Senators Cut Climate Change Rules and Renewables From Energy Bill | 80beats

HReidThere will be no carbon cap-and-trade provision in this summer’s energy legislation in the Senate. Nor will there be a renewable energy standard (RES)—a mandate that a certain percentage of national energy come from renewable sources. Those are the two major losses for climate-watchers today as Senator Harry Reid and other Democrats announced they would drastically scale back their energy proposals in the face of what looks like an non-winnable fight before the 2010 midterm elections.

Instead, the Senate will consider a much smaller bill before the August recess.

The measure would include money for home energy-efficiency retrofits, for encouraging natural-gas-powered vehicles and for land and water conservation, Reid said [Los Angeles Times].

So what now for the more ambitious ideas to reduce greenhouse gas emissions and adopt renewable energy technologies?

Compromise

David Moulton, director of climate policy at the Wilderness Society, said renewable energy supporters and companies desperately want the shot in the arm an RES could provide. But they might not get it without a compromise proposal.

One way to win additional votes for the measure could be to develop a “big tent bipartisan approach” that would expand the renewable electricity standard to a “clean electricity standard” including nuclear, carbon capture and storage and natural gas [The New York Times].

Push in other directions

Senators John Kerry and Joe Lieberman have produced separate bills that specifically target power utilities for emissions reductions, and that bill might continue.
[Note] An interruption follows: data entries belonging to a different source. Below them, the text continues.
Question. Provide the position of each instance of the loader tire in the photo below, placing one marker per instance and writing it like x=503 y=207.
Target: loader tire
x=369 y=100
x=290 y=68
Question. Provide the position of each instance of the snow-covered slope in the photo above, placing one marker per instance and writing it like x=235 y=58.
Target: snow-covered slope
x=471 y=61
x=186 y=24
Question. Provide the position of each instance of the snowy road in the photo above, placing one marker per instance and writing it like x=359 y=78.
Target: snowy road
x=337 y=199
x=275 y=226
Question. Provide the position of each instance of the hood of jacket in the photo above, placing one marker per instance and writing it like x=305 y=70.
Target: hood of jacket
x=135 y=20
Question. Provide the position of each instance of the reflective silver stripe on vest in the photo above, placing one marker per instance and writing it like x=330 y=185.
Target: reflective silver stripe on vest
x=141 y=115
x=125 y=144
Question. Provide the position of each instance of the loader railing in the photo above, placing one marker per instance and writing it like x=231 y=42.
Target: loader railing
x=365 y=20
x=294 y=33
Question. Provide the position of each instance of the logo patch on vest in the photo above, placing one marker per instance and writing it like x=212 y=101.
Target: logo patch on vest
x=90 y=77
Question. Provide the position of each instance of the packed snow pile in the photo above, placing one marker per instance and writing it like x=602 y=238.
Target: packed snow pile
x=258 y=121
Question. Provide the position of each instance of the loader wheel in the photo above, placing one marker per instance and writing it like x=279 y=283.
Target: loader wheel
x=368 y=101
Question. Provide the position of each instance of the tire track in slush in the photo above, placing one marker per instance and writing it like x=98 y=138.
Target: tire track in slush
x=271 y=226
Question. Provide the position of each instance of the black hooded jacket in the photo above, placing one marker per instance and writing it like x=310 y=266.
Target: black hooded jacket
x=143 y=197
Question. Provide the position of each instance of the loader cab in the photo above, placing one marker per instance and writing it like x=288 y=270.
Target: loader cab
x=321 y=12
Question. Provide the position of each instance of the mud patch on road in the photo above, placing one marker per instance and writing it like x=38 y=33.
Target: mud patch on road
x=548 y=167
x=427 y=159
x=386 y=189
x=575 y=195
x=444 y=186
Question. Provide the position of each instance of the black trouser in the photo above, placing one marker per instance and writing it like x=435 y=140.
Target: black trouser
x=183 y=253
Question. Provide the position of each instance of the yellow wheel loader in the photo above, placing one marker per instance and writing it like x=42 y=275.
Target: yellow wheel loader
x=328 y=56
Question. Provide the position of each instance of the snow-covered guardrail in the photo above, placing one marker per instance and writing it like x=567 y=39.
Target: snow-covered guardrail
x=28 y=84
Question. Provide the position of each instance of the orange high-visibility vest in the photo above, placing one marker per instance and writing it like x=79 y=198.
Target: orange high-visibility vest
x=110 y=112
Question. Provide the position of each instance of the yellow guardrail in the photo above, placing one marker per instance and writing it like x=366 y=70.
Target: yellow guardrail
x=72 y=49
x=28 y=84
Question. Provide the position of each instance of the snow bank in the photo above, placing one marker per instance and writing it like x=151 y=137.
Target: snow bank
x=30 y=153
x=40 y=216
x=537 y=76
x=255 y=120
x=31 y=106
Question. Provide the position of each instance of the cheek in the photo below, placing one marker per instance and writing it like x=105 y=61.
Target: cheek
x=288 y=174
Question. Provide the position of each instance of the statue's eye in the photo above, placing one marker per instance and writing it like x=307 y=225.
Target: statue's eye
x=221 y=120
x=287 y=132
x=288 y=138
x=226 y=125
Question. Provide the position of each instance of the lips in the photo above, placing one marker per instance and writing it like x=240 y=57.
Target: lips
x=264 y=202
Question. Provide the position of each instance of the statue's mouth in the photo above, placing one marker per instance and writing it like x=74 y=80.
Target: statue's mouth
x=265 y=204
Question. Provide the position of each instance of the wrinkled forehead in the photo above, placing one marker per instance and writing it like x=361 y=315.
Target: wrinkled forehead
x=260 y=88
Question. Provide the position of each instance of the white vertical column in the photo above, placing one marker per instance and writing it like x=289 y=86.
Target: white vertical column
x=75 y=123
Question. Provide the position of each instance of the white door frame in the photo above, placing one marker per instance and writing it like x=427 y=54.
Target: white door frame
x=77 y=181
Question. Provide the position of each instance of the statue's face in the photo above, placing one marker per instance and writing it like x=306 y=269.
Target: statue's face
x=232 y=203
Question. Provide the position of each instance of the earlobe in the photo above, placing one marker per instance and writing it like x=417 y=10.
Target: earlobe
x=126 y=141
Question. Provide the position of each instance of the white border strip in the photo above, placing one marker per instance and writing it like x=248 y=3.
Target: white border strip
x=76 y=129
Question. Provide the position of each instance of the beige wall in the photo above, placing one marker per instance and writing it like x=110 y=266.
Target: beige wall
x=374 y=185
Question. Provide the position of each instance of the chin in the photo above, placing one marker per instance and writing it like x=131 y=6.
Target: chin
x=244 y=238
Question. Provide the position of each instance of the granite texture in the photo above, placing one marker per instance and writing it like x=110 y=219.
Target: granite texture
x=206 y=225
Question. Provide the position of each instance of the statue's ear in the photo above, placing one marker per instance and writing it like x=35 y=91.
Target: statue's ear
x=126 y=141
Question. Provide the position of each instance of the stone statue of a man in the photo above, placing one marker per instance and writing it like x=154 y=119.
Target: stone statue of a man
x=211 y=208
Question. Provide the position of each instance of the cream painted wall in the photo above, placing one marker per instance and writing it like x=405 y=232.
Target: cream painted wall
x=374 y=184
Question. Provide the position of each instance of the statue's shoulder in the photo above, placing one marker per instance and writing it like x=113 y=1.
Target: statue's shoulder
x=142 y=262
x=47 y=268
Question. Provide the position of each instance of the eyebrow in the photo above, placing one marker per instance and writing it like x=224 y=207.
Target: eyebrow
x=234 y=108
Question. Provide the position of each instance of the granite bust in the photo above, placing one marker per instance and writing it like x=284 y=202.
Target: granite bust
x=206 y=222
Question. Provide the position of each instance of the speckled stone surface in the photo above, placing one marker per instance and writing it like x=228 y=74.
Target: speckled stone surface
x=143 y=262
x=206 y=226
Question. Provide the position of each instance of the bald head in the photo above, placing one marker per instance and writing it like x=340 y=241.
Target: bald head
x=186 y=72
Reid left open the possibility that efforts to cap carbon emissions in the electric power sector could resume this fall. Sen. John Kerry (D-Mass.), an architect of Senate climate policies, vowed to continue pushing. “Harry Reid, today, is committed to giving us that opportunity, that open door over the next weeks, days, months, whatever it takes to find those 60 votes,” Kerry said. “The work will continue every single day” [The New York Times].

Use the EPA

Obama has pushed the U.S. Environmental Protection Agency to take unilateral action if Congress fails to pass a bill. The EPA has begun issuing rules to cut emissions from cars and requiring power plants to have permits to emit carbon dioxide [Reuters].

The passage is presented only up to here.